Pennsylvania State Capitol. Pennsylvania State Capitol. Photo credit: Zack Frank/Shutterstock.com

Rep. Bryan Barbin, D-Cambria, is set to introduce the Senior Safety Act, legislation that would provide administrative and civil liability to banks and individuals that work for banks that delay financial transactions when seniors are suspected victims of financial exploitation.

Seniors are defined as anyone 60 years old or older in the proposed amendment to Title 23 of the Pennsylvania Consolidated Statutes.
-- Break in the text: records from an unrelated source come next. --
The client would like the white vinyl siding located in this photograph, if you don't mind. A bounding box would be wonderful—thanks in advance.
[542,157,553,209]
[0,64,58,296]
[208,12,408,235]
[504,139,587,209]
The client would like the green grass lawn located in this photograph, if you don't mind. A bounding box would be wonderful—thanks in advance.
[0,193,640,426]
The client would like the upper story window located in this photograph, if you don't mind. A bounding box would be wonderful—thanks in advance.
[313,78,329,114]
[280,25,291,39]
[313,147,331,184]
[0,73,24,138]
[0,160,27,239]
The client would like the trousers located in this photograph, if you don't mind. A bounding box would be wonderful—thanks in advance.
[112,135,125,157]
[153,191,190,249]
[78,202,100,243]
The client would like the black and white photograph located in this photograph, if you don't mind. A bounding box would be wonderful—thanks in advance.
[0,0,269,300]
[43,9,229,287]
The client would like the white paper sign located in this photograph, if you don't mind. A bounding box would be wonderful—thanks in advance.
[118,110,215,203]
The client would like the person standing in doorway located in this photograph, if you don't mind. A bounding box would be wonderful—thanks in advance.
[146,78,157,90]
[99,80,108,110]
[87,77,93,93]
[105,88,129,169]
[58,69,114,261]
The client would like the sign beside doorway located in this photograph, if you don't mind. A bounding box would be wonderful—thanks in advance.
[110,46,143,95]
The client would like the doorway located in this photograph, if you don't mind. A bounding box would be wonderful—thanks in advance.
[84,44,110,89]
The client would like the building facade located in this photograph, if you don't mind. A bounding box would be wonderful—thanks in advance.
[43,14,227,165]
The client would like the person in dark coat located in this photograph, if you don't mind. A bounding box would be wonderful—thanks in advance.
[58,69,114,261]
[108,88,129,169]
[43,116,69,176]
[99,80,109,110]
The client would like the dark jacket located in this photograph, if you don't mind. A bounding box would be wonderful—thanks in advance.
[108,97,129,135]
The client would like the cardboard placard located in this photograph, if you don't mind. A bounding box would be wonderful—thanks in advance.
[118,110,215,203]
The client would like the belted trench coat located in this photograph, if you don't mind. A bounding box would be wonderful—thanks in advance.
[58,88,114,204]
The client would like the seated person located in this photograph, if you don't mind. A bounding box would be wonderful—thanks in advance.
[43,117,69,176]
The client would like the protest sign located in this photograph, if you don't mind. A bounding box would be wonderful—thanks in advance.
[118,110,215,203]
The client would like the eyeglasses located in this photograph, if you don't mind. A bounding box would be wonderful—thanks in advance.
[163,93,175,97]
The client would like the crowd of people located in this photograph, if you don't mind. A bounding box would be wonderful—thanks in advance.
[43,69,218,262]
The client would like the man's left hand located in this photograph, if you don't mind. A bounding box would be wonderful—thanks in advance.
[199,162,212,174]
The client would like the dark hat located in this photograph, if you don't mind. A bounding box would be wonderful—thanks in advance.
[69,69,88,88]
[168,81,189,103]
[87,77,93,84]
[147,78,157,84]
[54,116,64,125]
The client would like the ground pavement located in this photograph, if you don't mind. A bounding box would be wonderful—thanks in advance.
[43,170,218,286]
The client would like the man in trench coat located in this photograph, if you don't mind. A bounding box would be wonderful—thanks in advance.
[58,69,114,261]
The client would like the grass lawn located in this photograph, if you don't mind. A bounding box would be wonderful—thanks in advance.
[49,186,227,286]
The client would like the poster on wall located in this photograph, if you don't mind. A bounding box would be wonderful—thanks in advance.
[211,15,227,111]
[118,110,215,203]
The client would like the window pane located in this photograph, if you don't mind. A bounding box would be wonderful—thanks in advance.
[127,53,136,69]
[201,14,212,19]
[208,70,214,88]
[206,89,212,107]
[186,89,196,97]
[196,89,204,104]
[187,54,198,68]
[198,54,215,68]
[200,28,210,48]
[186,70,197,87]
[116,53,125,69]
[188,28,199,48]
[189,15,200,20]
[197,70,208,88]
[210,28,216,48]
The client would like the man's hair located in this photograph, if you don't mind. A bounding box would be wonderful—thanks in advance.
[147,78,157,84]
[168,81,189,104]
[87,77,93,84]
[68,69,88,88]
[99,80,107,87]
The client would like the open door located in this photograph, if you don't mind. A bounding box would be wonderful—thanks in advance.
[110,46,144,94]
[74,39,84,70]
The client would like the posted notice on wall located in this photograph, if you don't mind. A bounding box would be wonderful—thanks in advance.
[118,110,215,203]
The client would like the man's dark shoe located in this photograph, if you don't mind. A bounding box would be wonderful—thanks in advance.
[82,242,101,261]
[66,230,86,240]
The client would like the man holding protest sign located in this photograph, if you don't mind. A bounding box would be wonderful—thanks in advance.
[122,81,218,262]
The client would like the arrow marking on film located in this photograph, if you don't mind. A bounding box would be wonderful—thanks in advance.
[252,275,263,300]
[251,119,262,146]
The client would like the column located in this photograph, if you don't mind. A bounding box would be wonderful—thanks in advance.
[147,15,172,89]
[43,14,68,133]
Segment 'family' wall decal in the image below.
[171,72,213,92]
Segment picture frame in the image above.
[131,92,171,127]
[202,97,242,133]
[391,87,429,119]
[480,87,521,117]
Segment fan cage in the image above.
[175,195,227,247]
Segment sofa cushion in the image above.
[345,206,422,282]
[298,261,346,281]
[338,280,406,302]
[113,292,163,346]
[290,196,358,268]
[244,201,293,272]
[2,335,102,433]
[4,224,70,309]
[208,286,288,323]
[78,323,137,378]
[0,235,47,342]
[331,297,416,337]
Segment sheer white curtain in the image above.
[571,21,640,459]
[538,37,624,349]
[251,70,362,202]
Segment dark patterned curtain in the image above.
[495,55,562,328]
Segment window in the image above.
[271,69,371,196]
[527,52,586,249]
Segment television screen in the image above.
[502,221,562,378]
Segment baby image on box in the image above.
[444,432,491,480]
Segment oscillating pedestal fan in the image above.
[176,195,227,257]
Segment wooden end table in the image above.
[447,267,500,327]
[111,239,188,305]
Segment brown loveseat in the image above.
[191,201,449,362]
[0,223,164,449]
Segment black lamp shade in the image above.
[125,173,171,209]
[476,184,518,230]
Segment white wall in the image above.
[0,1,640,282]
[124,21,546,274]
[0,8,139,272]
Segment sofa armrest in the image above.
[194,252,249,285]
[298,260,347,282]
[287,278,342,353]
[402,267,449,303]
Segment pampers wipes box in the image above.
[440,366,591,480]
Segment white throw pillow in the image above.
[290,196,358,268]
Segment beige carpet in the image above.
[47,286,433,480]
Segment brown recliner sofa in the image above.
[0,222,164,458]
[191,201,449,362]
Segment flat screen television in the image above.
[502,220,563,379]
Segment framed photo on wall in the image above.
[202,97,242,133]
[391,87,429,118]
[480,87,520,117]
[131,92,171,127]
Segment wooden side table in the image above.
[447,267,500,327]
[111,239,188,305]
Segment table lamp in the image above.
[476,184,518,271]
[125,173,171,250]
If a bank or bank employee “reasonably believes” that financial exploitation has occurred, is occurring or may have been attempted they can notify the Pennsylvania Department of Aging or the Pennsylvania Banking and Securities Commission. If that bank entity or bank employee makes a disclosure of the possible exploitation in “good faith” and with “reasonable care,” they would have immunity from administrative or civil liability that may arise from the disclosure.

The entity or employee may also notify a third party previously designated by the senior citizen if a financial exploitation is suspected. Disclosure to a third party in that matter would also be provided immunity.

The proposed amendment also allows banks to delay disbursement of funds from an account if the bank reasonably believes, after initiating an internal review of the transaction, that the disbursement may result in financial exploitation of a senior citizen. In no more than two business days the bank must provide written notice and the reasoning for the delay in disbursing funds to the parties authorized to use the account, unless a party is suspected of or had attempted financial exploitation of the senior citizen account holder. The bank must also notify the state Department of Aging and the Banking and Securities Commission of the delay in providing transactions, in two business days as well.

The delay expires 15 business days after the original date of the delay or after the bank has determined the transaction would not result in financial exploitation, whichever is earlier. However, the state commission can extend the delay but no later than 25 business days after the original delay.